A traditional 401(k) or similar defined contribution retirement savings plan is the most common retirement benefit (offered by 90 percent of respondents’ organizations), and three-quarters of organizations provide an employer match for this plan.
Compared with 2012, there has been a large increase in the number of organizations offering
a Roth 401(k) or similar plan—51 percent this year, up from 34 percent—and more organizations are permitting conversion of funds from a traditional 401(k) account into a Roth 401(k). Roth 401(k) plans first became available in 2006.
Fewer organizations are allowing employees
to take loans from their defined contribution plans than did five years ago (44 percent this year, down from 66 percent). And while formal
phased retirement programs are still being offered at only 5 percent of respondents’ workplaces, the same as in 2012, employers offering informal phased retirement programs rose from 5 percent to 11 percent during this period, the report found.
Compared with 20 years ago, far fewer organizations are offering
credit union membership (falling 47 percentage points, from 70 percent to 23 percent). The report also showed notable decreases in the offering of employee
stock purchase plans,
parking subsidies, loans for emergency/disaster assistance and matching employee
charitable contributions, among other things.
But the past five years have seen increases in monetary
bonus benefits, including employee referral bonuses, spot/bonus awards, sign-on bonuses for executives and nonexecutives, and retention bonuses for nonexecutives.
The report found that a vast majority of organizations (97 percent) offer
paid vacation leave or a paid-time-off plan, which combines vacation, sick and personal leave. In addition:
• Paid holidays are also offered by 97 percent of organizations, whereas fewer (81 percent) provide bereavement leave.

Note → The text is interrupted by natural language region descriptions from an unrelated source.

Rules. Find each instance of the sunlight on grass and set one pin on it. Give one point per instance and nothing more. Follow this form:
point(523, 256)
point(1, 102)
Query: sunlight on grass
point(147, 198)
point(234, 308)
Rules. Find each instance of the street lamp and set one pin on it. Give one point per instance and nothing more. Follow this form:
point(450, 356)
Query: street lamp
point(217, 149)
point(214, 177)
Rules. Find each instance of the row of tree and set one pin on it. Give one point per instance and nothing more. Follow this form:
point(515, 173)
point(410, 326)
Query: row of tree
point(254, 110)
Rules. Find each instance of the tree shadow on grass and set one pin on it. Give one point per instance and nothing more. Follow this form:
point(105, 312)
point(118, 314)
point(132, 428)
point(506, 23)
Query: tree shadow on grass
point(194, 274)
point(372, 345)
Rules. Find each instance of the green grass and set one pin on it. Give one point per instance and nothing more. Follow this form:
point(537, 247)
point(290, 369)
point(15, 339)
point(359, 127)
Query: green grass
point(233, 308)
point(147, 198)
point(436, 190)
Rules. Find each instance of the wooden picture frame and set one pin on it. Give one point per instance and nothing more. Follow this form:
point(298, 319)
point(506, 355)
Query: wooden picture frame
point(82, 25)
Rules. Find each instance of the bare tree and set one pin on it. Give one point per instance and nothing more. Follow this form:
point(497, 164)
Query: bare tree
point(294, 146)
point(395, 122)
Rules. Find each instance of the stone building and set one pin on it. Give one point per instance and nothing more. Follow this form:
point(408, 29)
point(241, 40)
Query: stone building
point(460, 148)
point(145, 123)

• Slightly more than one-quarter of organizations (26 percent) offer
paid maternity leave other than what is covered by short-term disability or state law, and 21 percent offer paid paternity leave.

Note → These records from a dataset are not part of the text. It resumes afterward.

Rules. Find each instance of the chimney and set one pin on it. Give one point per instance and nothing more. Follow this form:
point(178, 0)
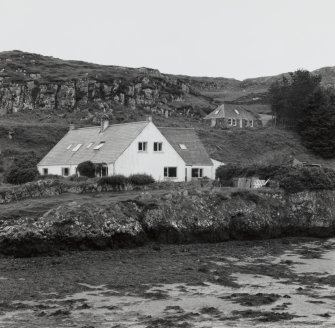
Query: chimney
point(104, 125)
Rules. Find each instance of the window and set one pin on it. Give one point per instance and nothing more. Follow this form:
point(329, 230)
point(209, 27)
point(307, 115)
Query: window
point(142, 146)
point(158, 146)
point(97, 147)
point(65, 171)
point(76, 147)
point(197, 173)
point(170, 172)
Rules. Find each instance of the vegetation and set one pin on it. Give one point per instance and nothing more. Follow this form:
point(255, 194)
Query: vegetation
point(291, 179)
point(23, 170)
point(141, 179)
point(116, 181)
point(86, 169)
point(301, 104)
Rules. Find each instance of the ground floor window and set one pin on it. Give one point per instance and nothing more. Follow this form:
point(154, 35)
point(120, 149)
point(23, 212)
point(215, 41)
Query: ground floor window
point(65, 171)
point(170, 172)
point(197, 173)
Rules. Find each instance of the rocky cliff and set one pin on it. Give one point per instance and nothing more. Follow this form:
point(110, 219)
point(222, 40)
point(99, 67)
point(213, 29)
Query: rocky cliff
point(30, 81)
point(176, 217)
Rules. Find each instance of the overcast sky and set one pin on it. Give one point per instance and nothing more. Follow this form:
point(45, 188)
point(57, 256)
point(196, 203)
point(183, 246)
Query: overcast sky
point(229, 38)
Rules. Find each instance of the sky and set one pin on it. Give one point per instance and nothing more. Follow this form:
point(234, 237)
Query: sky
point(227, 38)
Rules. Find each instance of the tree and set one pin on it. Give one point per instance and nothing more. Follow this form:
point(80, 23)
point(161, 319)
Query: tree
point(289, 97)
point(86, 169)
point(317, 127)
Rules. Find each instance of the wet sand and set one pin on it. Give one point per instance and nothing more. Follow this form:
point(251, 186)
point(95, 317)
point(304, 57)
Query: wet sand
point(270, 283)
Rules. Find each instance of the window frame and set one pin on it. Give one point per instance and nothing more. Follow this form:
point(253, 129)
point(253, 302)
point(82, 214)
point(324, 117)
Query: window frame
point(65, 169)
point(159, 146)
point(200, 171)
point(144, 147)
point(167, 172)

• Among those offering maternity and paternity leave, 63 percent reported that female employees typically had taken all of their available paid leave to care for a new child compared with 39 percent that said male employees had done the same.
“A strategic compensation and benefits package is essential in the current talent marketplace, with more than two-thirds of organizations reporting difficulty filling full-time positions,” Mulvey said. “Especially when organizations may not be able to match competitor salaries, using a variety of benefits strategies to supplement salary can help organizations attract the talent they need.”